Review by Karl Verhoven
Spoilers in review
Those who’ve not read the first volume of this series, Yesterday’s X-Men, or Here Comes Yesterday if reading the UK edition, should be aware that reviews of subsequent books contain spoilers, in this case from the third paragraph.
David Marquez temporarily replaces Stuart Immonen as pencil artist for the first chapters, and is equally good. He has a clearer, fine lined style, but doesn’t quite match Immonen’s expressiveness in the later material.
So, in the previous volume the earliest incarnation of the X-Men were retrieved from some indeterminate point in the past. It’s far enough away that Cyclops doesn’t recognise a Sentinel, and is astonished at cellphones, bottled water and magazines priced at $5. Lucky he didn’t see the comics. Both Marquez and Immonen excel at visually delivering the youth and concerns of the younger X-Men coming to terms with who they’ve become.
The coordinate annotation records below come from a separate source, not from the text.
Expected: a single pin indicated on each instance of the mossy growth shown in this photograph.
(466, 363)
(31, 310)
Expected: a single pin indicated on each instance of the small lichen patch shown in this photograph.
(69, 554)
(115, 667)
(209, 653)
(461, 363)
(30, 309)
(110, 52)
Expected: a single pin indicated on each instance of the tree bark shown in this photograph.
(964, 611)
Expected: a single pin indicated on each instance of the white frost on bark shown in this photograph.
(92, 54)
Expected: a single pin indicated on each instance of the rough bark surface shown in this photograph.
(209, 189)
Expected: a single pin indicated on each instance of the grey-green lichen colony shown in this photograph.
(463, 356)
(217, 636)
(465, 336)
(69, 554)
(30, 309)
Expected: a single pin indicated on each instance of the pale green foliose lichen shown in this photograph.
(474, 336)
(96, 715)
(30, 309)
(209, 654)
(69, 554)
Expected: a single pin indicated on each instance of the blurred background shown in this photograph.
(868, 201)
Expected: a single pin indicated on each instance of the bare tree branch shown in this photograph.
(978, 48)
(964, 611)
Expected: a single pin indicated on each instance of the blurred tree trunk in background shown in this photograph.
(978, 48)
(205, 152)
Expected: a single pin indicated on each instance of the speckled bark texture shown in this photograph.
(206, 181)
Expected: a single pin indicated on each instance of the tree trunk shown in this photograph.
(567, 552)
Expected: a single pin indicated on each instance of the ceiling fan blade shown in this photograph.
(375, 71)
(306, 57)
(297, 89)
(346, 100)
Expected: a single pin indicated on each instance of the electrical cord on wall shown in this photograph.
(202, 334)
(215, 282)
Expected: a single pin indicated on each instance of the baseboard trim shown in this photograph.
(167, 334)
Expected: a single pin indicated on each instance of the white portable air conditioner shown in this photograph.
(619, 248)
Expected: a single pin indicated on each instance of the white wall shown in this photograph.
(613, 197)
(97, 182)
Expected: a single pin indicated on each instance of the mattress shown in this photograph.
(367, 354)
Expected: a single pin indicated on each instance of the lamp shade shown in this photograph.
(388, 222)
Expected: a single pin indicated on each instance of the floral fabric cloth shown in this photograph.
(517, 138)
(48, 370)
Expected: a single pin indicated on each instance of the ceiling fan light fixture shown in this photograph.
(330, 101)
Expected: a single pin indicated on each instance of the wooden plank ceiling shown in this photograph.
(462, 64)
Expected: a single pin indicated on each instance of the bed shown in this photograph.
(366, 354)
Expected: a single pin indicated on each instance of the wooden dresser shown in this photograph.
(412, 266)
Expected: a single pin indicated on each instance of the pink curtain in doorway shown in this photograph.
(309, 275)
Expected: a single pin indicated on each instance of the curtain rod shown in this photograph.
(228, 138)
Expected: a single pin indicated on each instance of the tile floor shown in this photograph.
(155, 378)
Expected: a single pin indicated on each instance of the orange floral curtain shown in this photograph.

The older versions of Beast and Iceman are present to offer help and advice, while the present day Angel is far removed in character from what he was. “Whoops, sorry to interrupt your villainous rant”, he informs Lady Viper as he crashes into her, “you were really building to something there”. Jean Grey is long deceased in the present, but even worse is Cyclops’ discovery that his future self has rejected the core beliefs of his youth.
Writer Brian Michael Bendis is on top form here. He’d utilised some of the cast while writing Ultimate Spider-Man, and so his presentation of Iceman and Kitty Pryde impresses. There’s a great scene of them extemporising a conversation between two others, so delivering the required information in novel fashion. There are those irritated by Bendis’ clipped, smart-arse dialogue, but it never overwhelms, he never sacrifices character for a good line, and many are very good indeed: “So, what did we do wrong here? And don’t say ‘everything’.”
Cyclops is the core character over the opening chapters, exploring the world into which he’s been brought, and learning about other mutants of the era. He also discovers he was once married. Jean Grey’s lack of experience with her newfound telepathy and mind control leads to several interesting moments, and Angel is the one original team member uncertain about his new location. The younger incarnation of the Beast, having played a large role in Yesterday’s X-Men, is largely sidelined here.
There are two guest appearances for the Avengers, one charming and one terrifying in context, but not enough to warrant their cover prominence, and there’s also a new incarnation of an organisation familiar to long-term X-Men readers. Yet it should be noted that over two volumes to date this incarnation of the X-Men remains a largely villain-free zone. Some do appear, but not in conflict with the team. There’s enough of that provided internally.
It might seem that the ending is a shoddy marketing ploy, but the way later chapters occur make it the most convenient break point. This is fantastic superhero entertainment throughout, and the fun continues with Out of their Depth.